As you write, the advice for strategy 1 are somewhat nonspecidic. Any further suggestions on how you could spot when a sampling plan is not "just right"?

## "Just right"

Hi Robert, good question…

First of all, be clear on what you want to achieve, or which questions you are looking to answer. As an example, you might want to learn if the process remains stable and predictable when you change a raw material batch or supplier, or change to a different upstream feed tank, or change production shift …? Be clear that your sampling plan convinces you the question/s of interest can be answered.

I learnt from Donald Wheeler many years ago that “so long as you have signals you have enough data” … if you have signals (on your control chart) you have detected process changes that are worthy of investigation – investigate, learn what you can, and take action.

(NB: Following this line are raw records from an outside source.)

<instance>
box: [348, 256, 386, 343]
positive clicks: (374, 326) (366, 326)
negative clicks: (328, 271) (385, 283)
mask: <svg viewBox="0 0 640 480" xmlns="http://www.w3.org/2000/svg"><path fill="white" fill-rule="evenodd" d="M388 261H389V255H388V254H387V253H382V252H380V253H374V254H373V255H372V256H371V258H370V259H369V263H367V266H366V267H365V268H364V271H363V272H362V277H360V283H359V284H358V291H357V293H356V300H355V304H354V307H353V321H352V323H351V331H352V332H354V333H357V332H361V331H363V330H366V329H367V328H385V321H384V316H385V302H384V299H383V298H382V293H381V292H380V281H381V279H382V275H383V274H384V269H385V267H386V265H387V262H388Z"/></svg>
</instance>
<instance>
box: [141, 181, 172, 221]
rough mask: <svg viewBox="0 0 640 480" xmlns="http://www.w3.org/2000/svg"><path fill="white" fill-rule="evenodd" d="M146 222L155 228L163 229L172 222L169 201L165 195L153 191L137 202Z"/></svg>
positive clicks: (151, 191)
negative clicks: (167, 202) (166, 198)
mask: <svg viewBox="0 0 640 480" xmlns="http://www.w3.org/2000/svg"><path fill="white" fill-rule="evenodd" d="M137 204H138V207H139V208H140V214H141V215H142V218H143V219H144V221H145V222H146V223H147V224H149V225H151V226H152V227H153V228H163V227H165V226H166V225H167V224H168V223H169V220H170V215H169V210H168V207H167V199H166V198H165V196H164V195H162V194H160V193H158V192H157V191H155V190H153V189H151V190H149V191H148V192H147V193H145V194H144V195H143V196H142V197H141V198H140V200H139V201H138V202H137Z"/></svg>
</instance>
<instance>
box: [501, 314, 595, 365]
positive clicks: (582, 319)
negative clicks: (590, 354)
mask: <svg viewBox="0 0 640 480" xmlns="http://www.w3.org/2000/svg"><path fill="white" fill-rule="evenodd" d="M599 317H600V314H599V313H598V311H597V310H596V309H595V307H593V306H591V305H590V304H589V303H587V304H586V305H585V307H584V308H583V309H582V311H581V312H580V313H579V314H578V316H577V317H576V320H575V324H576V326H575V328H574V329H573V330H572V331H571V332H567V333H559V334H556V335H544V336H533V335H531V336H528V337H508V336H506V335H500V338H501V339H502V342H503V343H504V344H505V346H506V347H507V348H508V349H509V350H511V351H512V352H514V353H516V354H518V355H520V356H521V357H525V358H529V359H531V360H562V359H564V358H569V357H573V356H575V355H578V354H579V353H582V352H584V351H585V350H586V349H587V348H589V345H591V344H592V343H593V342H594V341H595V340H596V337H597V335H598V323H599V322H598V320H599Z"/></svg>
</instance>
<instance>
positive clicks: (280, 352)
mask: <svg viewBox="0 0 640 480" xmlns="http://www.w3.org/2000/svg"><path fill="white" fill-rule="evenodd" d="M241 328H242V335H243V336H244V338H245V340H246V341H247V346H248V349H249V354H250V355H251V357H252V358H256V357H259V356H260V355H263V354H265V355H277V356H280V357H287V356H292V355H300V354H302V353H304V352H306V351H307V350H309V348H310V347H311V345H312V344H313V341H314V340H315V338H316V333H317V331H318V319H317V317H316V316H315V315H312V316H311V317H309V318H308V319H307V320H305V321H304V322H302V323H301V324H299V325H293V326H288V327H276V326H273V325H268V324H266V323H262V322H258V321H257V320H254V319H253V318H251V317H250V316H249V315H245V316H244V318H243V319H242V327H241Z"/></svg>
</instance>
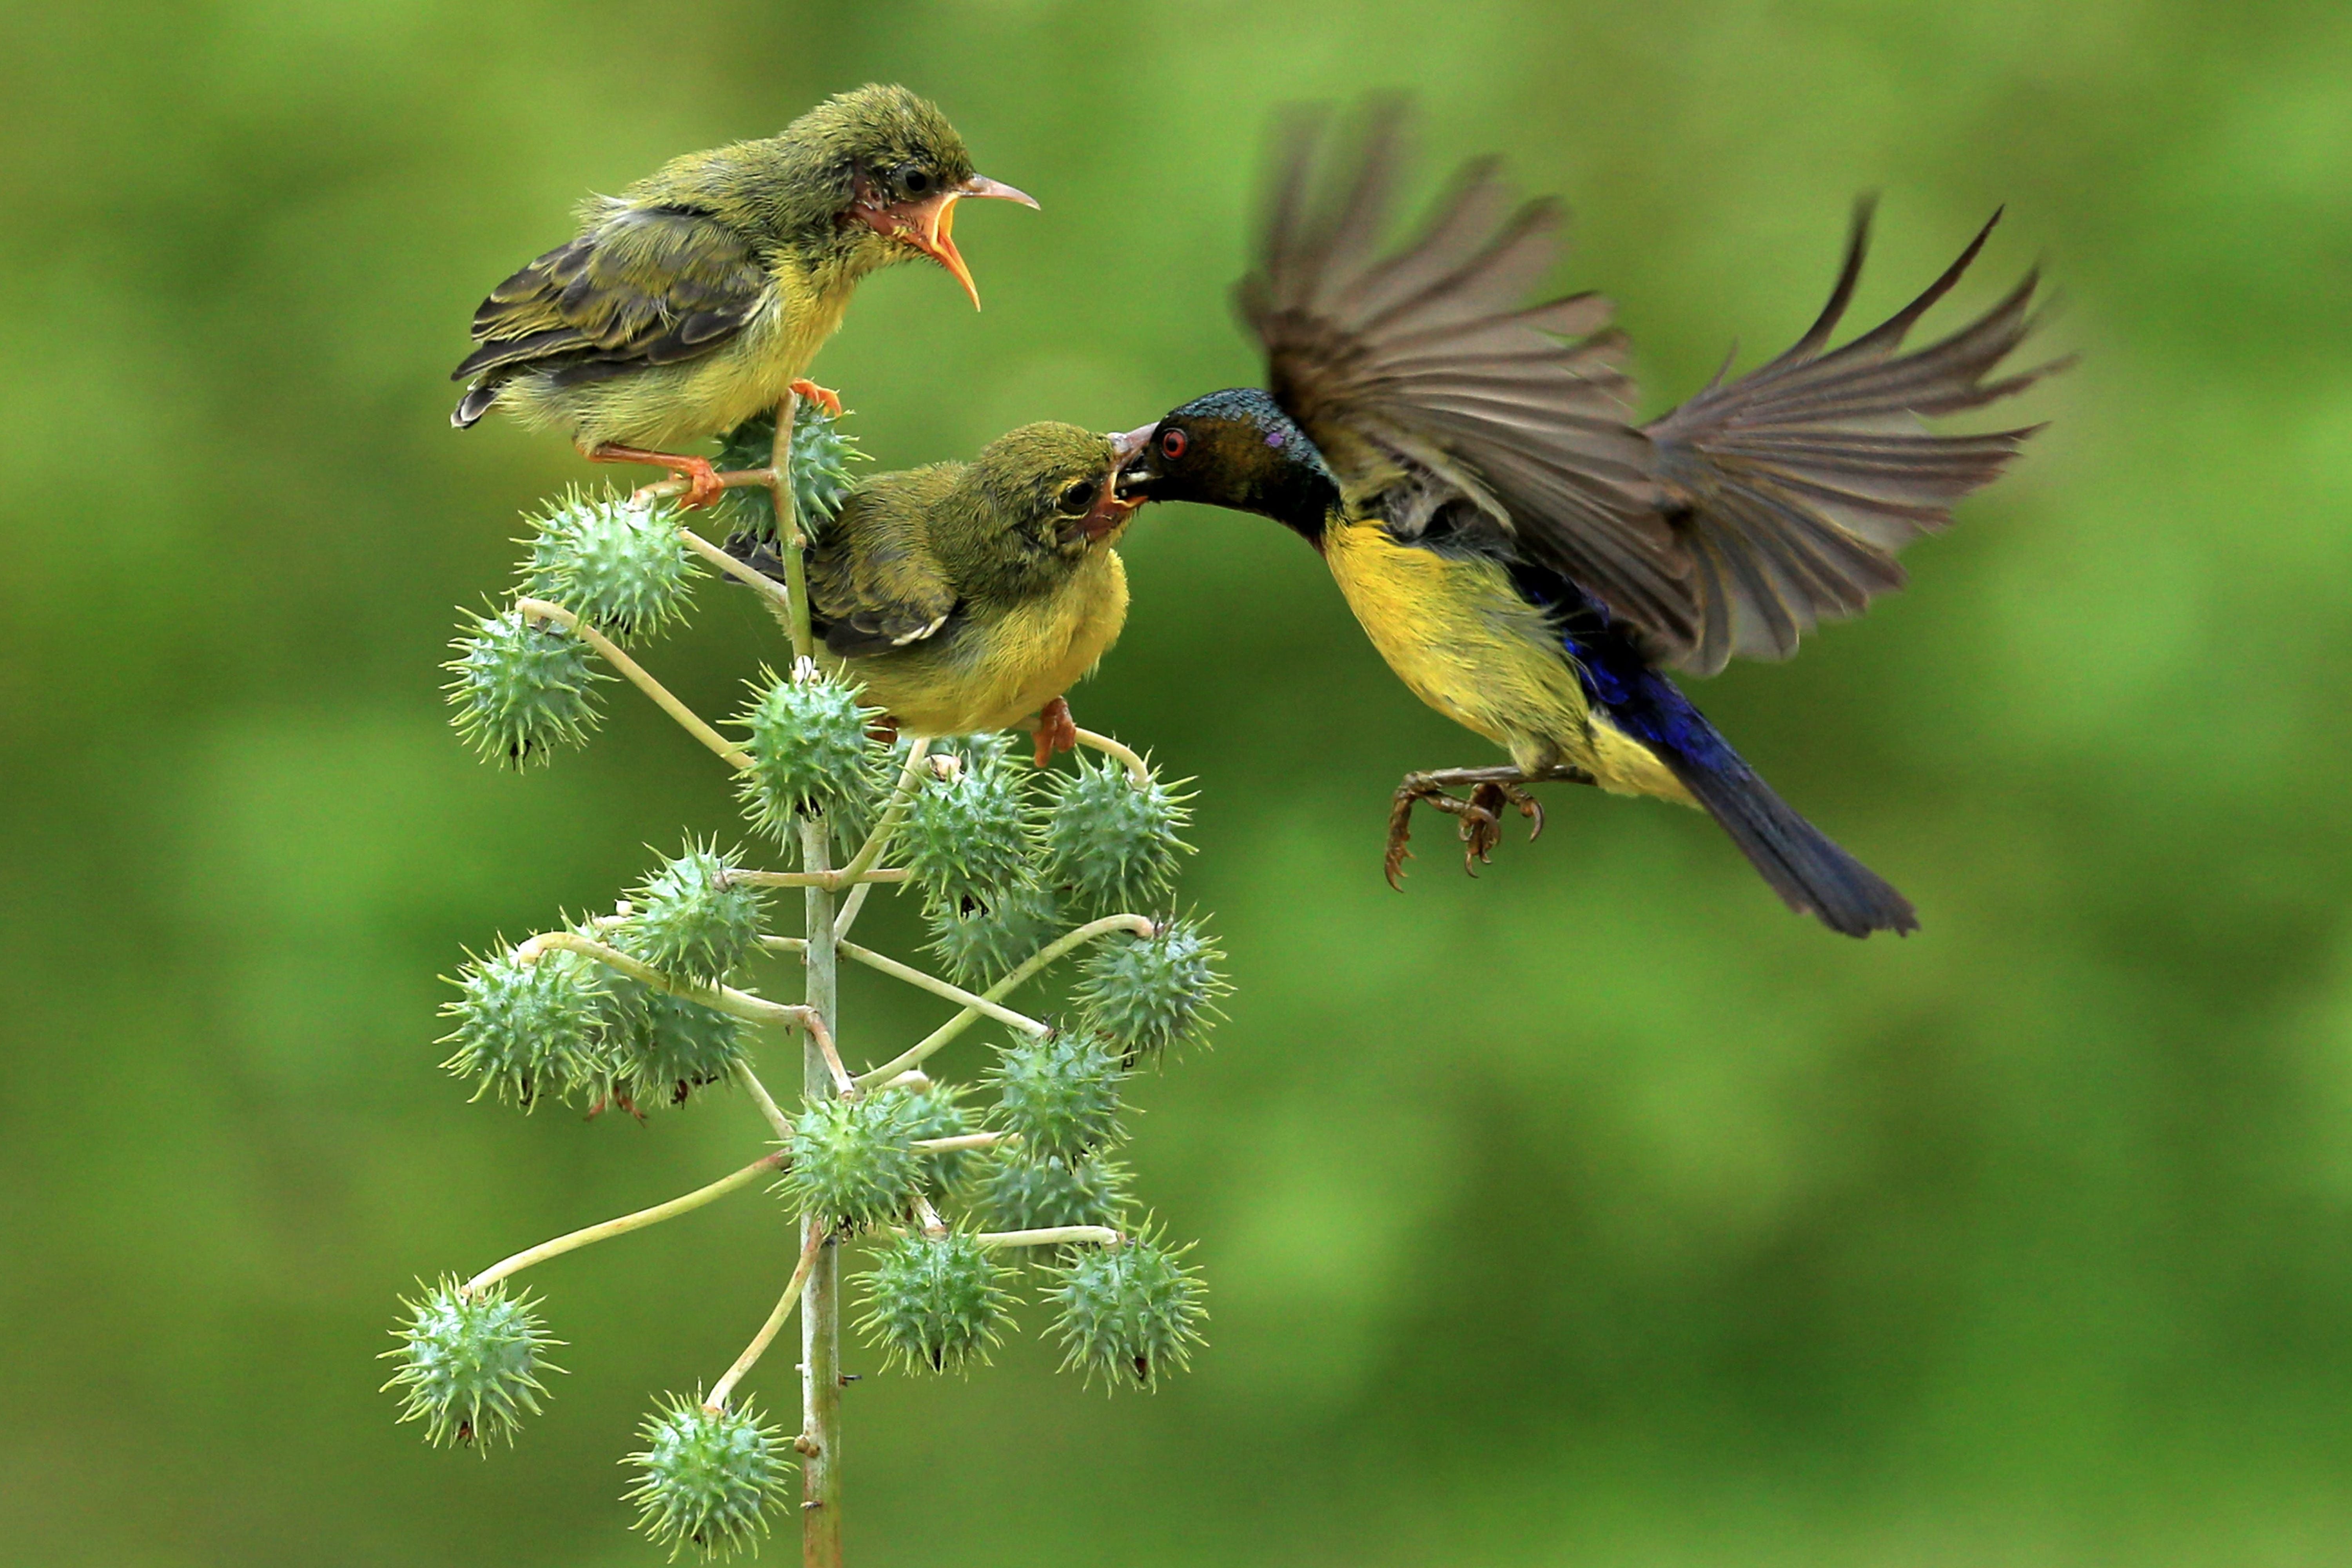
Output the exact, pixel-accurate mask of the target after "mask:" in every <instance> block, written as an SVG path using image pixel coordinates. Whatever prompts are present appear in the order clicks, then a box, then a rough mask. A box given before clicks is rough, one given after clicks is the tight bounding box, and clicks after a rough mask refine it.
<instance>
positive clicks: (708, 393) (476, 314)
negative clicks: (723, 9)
mask: <svg viewBox="0 0 2352 1568" xmlns="http://www.w3.org/2000/svg"><path fill="white" fill-rule="evenodd" d="M967 195H993V197H1004V200H1014V202H1023V205H1028V207H1035V205H1037V202H1033V200H1030V197H1028V195H1023V193H1021V190H1014V188H1011V186H1007V183H1002V181H993V179H985V176H981V174H974V172H971V155H969V153H967V150H964V139H962V136H957V134H955V127H953V125H948V118H946V115H941V113H938V108H934V106H931V103H927V101H924V99H917V96H915V94H913V92H908V89H906V87H880V85H868V87H858V89H856V92H844V94H840V96H833V99H826V101H823V103H818V106H816V108H811V110H809V113H804V115H802V118H797V120H793V125H788V127H786V129H783V134H781V136H769V139H767V141H736V143H731V146H724V148H713V150H708V153H687V155H684V158H675V160H670V162H668V165H663V167H661V172H659V174H654V176H652V179H644V181H637V183H635V186H630V188H628V190H623V193H621V195H609V197H595V200H590V202H588V205H586V207H583V209H581V233H579V235H576V237H574V240H569V242H567V244H560V247H555V249H553V252H548V254H546V256H539V259H536V261H532V263H529V266H527V268H522V270H520V273H515V275H513V277H508V280H506V282H501V284H499V287H496V289H492V294H489V299H485V301H482V306H480V308H477V310H475V313H473V341H475V343H477V348H475V350H473V353H470V355H466V362H463V364H459V367H456V371H454V374H452V381H468V383H470V386H468V388H466V395H463V397H461V400H459V404H456V411H454V414H452V416H449V423H454V425H459V428H461V430H463V428H466V425H470V423H475V421H477V418H482V414H487V411H489V409H506V411H508V414H513V416H517V418H522V421H524V423H532V425H557V428H564V430H569V433H572V440H574V442H579V447H581V451H583V454H588V456H590V458H595V461H609V463H659V465H663V468H670V470H673V473H677V475H684V477H687V482H689V491H687V496H684V505H708V503H710V501H717V496H720V494H722V491H720V482H717V475H715V473H713V468H710V463H708V458H699V456H684V454H680V451H675V449H677V447H687V444H691V442H701V440H708V437H713V435H720V433H724V430H734V428H736V425H741V423H743V421H746V418H750V416H753V414H767V411H774V409H776V404H781V402H783V395H786V390H793V393H800V395H804V397H818V400H821V402H826V404H828V407H830V409H835V411H840V400H837V397H835V395H833V393H830V390H826V388H818V386H814V383H809V381H804V378H802V376H804V371H807V369H809V362H811V360H814V357H816V350H818V348H823V343H826V339H830V336H833V331H835V327H840V324H842V313H844V310H847V308H849V296H851V294H854V292H856V287H858V282H861V280H863V277H866V275H868V273H873V270H877V268H884V266H891V263H898V261H913V259H917V256H929V259H931V261H936V263H938V266H943V268H948V273H950V275H953V277H955V282H960V284H964V292H967V294H969V296H971V303H974V308H978V303H981V292H978V287H974V282H971V268H967V266H964V256H962V254H960V252H957V249H955V240H953V223H955V202H960V200H962V197H967Z"/></svg>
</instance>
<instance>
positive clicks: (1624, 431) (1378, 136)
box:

If your signals come from a chart looking like Figure 1 above you are probably sampling too fast. Use your knowledge of the process to “best guess” how quickly your process can change … (ask the shop floor what they think and get them involved). If you think, for example, that meaningful process changes cannot occur at a faster rate than every 10 minutes then don’t sample much quicker than this.

As Doug writes above, challenge your current sampling plan and adapt it to correct the weak points in it that you identify. You may not find a weak point today, but you may tomorrow. When you find the weak point adapt things accordingly.

## SPC for High speed data

One may use CUSUM control on qualit attributes for which data collection is periodic usually in lab parameters. It can supplement PID conrol.

## Another approach for charting temperature

Hi Doug,

I have been greatly enjoying your series of articles.

Another way to track the temperature data when 15 measurements form a subgroup is to use a 3-D X & MR chart. The standard deviation of the 15 readings is plotted on the bottom (S) chart, the average of the 15 on the top (X) chart, and the moving range of two consecutive averages (Xs) on the middle (MR) chart.

Take care and keep writing these interseting, and timely, articles!

Davis Bothe

## Three-Way Chart

David Bothe!

Your suggestion refers to the so-called Three-Way Charts (invented by Dr. Wheeler).